Lorsque Bruno (David Ayala) arrive avec Anna, sa fille adolescente, un curieux quatuor se met en place. Chaque personnage joue la partition du quiproquo avec brio. Anna (Juliette Gasquet) tente de dissimuler à son paternel qu’elle vient d’avoir ses règles. Criblé de dettes, ce fils irresponsable se laisse embobiner par sa mère, qui lui demande de l’accompagner en Suisse, prétextant un mystérieux héritage tombé du ciel. Piégé dans cette famille dysfonctionnelle, le brave Rudy, qui ne se déplace jamais sans son rat apprivoisé, baptisé Lennon, accepte de conduire le vieux camping-car familial vers Zurich. Débute ainsi une équipée sauvage, pleine de drôlerie et de surprises.

Pour son premier film, Enya Baroux, qui a fait ses classes comme scénariste sur la série de Canal+ Fleur bleue, ne se trompe pas de chemin. La fille de l’humoriste Olivier Baroux (célèbre pour son duo comique Kad et Olivier) s’est principalement focalisée sur ses personnages. Elle a bien fait. L’alchimie fonctionne. Quant au tandem Pierre Lottin et Hélène Vincent, il fait une nouvelle fois des étincelles après Quand vient l’automne , de François Ozon.

Partie endiablée de Monopoly

L’autre point fort de ce long-métrage plein de délicatesse, ce sont les dialogues, qui sonnent juste. Le manque de communication est la clé de ce quartet dépareillé. Entre la séquence incongrue de la station-service, celle du cimetière dans le carré des indigents, la partie endiablée de Monopoly, la mémorable soirée au bowling ou la drôle de baignade avec flotteurs volés à une petite fille, le film déborde de légèreté qui contraste avec l’objectif final. C’est la troisième fois cette année, après La Chambre d’à côté,  d’Almodovar, et Le Dernier Souffle, de Costa Gavras, que la thématique du droit à mourir dans la dignité est évoquée sur grand écran.

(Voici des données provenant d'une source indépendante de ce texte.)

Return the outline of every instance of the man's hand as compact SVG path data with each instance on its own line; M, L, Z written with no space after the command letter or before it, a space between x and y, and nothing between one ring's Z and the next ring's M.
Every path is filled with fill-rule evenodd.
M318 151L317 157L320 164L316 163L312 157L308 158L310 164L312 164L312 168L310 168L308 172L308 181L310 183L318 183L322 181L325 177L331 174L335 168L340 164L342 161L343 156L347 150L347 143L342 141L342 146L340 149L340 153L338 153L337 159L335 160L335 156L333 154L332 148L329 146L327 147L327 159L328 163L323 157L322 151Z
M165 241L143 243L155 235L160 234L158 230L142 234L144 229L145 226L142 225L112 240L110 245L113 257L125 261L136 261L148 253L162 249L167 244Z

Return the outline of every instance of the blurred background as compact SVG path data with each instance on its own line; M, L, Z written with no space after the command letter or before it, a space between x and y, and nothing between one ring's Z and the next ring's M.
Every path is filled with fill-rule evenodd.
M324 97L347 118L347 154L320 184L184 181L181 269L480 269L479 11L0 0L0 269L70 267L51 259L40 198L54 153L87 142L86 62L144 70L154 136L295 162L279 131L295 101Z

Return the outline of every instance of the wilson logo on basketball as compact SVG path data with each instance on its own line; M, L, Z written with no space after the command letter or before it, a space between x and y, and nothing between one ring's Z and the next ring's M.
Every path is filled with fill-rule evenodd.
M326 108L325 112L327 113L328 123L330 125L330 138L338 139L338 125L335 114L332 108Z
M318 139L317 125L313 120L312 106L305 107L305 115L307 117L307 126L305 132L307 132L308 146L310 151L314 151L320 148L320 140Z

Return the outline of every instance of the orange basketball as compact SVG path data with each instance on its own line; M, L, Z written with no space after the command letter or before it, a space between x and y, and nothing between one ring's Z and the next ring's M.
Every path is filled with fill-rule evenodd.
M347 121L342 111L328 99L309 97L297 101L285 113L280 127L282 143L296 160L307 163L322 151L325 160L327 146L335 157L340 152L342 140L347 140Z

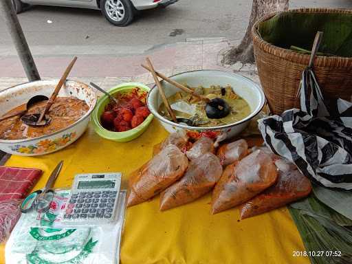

La patte d’On ira, c’est son ton singulier, à l’équilibre entre le drame et l’humour badin. Calqué sur la trame narrative de Little Miss Sunshine, il offre aux spectateurs un road-movie solaire électrisé par les mélopées dansantes et très années 1980, comme le tube de Desireless Voyage, voyage. Peu importe la destination funèbre de ces protagonistes arc-boutés sur leurs secrets de famille, On ira parvient à exister avec pudeur et sincérité au-dessus des contingences d’un sujet de société aussi grave que l’euthanasie. Ce n’est pas donné à n’importe quel cinéaste.